About a few days ago, I asked a similar question.
I used to ask the scalar loop(Thanks Mr. Michael solve this problem), now I have problems when it becomes a matrix.
This is a scalar solution.
The key code is this paragraph
Code: Select all
scalar minc1 /inf/, bestns1 /1/,n1;
while(bestns1 < 10,
bestns1=bestns1+1;
ns1.fx=bestns1;
option optcr=0.0001;
solve exchanger1 using minlp minimizing c1;
* Optimal or feasible solution
if ((exchanger1.modelstat=1 or exchanger1.modelstat=8)and(c1.l<minc1),
minc1 = c1.l;
n1=bestns1;
);
);
display minc1,n1;
Now I want to ask how to make a code when it comes to solving seven kinds of data at the same time.(7 kinds of data brought to the above file can have 7 answers)
Would not describe the part of the code. (I don't know how to turn
"" ns1.fx(heatx)"" into scalar)
Meaning is probably like this.
Code: Select all
parameters
minc1(heatx) /ex1*ex7 inf/
bestns1(heatx)/ex1*ex7 1/
;
bestns1(heatx)$(r(heatx) ne 1)=1;
parameter n1,bestp121,bestft1,besta1;
while(bestns1(heatx)<10,
ns1.fx(heatx)=bestns1(heatx)+1;
solve exchanger1 using minlp minimizing z1;
if ((exchanger1.modelstat=1 or exchanger1.modelstat=8) and (c1.l(heatx) < minc1(heatx)),
minc1(heatx) = c1.l(heatx);
n1(heatx)=bestns1(heatx);
bestp121(heatx)=p121.l(heatx);
bestft1(heatx)=ft1.l(heatx);
besta1(heatx)=a1.l(heatx);
);
);
option decimals = 4;
display minc1,n1,bestp121,bestft1,besta1;
Re: How to loop the matrix
Posted: Thu Feb 21, 2019 9:26 am
by Renger
Hi
You have to be clear about your stopping condition: does the while loop have to stop as soon as one of the bestns1(heatx) is above 10? Or if all bestns1 are equal to 9?
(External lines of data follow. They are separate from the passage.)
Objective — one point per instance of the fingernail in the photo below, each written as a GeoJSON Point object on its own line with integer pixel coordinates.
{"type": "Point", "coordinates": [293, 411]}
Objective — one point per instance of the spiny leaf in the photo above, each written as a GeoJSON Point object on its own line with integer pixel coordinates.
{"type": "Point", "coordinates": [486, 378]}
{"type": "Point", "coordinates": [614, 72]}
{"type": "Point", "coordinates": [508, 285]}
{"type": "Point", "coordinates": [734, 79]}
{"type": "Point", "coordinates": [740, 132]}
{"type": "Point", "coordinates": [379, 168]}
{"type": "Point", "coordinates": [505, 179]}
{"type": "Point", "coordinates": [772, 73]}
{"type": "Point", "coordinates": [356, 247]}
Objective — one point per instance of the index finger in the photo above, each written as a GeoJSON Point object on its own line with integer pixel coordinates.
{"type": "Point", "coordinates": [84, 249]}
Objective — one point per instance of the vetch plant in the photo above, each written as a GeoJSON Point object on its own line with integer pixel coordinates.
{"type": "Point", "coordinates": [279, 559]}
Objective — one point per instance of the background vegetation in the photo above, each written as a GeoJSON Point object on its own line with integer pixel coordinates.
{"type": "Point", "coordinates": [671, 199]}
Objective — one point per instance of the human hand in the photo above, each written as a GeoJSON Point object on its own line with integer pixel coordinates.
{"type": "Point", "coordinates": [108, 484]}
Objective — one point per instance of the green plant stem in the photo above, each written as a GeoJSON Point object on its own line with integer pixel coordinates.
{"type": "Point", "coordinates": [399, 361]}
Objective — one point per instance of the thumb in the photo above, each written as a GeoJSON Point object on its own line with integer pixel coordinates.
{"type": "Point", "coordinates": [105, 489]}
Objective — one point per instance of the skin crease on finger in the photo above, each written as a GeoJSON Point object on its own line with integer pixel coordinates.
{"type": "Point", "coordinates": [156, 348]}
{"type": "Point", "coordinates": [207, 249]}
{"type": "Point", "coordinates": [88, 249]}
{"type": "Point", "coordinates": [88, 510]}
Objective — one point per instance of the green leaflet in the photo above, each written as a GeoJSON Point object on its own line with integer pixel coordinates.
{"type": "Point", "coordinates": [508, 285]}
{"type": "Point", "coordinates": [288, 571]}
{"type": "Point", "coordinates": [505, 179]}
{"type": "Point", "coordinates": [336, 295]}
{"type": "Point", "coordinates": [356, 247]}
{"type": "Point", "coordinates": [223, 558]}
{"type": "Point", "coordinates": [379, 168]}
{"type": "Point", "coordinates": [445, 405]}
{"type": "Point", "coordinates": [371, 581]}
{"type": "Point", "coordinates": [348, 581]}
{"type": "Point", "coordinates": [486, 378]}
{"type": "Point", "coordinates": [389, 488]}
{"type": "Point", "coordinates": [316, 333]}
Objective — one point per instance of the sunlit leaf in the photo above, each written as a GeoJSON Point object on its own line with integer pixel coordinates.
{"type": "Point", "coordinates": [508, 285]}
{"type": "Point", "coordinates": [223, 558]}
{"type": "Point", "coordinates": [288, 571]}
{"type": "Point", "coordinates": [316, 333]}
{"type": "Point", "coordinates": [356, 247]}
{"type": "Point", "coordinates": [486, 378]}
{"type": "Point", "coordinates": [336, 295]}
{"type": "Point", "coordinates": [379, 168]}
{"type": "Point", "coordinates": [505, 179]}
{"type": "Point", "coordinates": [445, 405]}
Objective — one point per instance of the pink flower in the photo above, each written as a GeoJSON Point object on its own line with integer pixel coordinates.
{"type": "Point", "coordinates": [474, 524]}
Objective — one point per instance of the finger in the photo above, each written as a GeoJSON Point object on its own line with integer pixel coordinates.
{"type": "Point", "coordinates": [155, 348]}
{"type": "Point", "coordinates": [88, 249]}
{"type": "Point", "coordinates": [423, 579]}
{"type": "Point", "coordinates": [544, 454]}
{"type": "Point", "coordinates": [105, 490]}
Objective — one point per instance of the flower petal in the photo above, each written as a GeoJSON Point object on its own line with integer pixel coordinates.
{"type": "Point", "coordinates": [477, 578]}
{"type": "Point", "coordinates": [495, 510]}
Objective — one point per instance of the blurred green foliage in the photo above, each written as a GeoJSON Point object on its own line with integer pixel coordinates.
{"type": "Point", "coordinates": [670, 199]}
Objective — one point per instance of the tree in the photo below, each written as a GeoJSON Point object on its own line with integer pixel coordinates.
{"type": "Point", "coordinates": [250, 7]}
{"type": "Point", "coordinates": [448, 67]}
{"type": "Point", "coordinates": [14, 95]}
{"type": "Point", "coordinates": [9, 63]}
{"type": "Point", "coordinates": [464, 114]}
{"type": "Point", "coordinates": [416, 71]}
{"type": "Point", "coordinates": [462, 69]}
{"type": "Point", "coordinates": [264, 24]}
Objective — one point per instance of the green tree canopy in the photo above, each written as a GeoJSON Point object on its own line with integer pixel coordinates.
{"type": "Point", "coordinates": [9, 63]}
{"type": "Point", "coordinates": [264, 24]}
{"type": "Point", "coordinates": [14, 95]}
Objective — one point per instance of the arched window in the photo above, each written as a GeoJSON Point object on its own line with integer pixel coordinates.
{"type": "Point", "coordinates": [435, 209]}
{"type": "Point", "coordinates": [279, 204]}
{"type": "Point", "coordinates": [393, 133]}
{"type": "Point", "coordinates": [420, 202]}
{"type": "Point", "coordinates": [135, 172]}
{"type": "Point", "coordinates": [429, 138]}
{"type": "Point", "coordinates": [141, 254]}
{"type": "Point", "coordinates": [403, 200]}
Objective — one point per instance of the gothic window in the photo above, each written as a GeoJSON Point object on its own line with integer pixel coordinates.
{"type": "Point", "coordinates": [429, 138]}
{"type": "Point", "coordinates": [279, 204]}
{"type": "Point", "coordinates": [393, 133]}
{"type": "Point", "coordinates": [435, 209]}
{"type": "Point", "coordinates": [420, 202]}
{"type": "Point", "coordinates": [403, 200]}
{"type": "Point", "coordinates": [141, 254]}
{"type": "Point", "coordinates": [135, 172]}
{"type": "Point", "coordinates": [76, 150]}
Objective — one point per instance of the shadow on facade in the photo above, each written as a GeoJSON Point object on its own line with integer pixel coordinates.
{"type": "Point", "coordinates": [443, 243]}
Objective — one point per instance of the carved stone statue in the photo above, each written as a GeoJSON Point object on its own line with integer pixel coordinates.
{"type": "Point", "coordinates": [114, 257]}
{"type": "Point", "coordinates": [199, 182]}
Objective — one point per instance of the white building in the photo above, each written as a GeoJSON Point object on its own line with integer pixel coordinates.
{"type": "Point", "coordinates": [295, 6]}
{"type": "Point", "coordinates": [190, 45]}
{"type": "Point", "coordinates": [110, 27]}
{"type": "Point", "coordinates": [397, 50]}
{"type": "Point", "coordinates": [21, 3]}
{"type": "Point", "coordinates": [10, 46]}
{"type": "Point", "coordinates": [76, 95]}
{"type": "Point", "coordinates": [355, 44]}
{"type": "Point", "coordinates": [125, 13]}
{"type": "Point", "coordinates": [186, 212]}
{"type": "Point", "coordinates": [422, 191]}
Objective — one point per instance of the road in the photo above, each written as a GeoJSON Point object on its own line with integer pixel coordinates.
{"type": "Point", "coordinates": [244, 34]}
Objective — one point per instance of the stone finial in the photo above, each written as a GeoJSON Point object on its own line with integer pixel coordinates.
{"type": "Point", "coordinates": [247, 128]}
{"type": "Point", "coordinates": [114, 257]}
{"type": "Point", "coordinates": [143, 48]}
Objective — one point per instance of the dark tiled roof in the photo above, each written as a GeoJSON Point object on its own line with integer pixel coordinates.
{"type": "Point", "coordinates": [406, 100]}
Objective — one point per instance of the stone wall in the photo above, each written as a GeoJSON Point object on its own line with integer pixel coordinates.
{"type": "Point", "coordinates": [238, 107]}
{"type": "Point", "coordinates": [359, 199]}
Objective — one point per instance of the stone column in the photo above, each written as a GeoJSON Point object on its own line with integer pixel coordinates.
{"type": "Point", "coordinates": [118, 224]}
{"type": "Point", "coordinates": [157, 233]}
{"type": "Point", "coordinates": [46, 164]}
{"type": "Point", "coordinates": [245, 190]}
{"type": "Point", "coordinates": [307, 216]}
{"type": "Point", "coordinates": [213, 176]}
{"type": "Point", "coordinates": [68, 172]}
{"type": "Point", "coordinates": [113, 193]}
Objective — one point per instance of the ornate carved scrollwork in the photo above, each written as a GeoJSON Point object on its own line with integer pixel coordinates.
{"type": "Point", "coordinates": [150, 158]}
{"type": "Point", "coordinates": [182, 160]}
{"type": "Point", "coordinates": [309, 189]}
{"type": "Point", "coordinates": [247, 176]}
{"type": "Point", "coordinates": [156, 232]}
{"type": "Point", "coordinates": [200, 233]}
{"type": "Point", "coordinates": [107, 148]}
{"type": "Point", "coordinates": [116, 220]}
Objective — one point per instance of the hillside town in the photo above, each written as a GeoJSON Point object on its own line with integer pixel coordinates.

Let us assume it is the first stopping criterion, then you probably would change the code like this:
Code: Select all
while(smax(heatx, bestns1(heatx)) < 10,
(smax gives you the maximum of a vector).
If it is the last option:
Code: Select all
while(smin(heatx, bestns1(heatx)) < 10,
In both cases, I assume that bestns1 will reach 10 finally for all heatx (otherwise your model will run forever).
If this could happen, you have to add another while condition to stop the iterations (perhaps the sum over all bestns1 doesn't change anymore:
Code: Select all
parameter
sumbestns /1/,
submbestnsprevious /0/;
while(sumbestns ne submbestnsprevious,
submbestnsprevious = sumbestns;
solve...
sumbestns = sum(heatx, bestns(heatx));
...
);
I hope this answers your question.
Cheers
Renger
Re: How to loop the matrix
Posted: Thu Feb 21, 2019 10:16 am
by LiangYu
My problem is the first one, let it stop the loop before 10, and find the best answer among them.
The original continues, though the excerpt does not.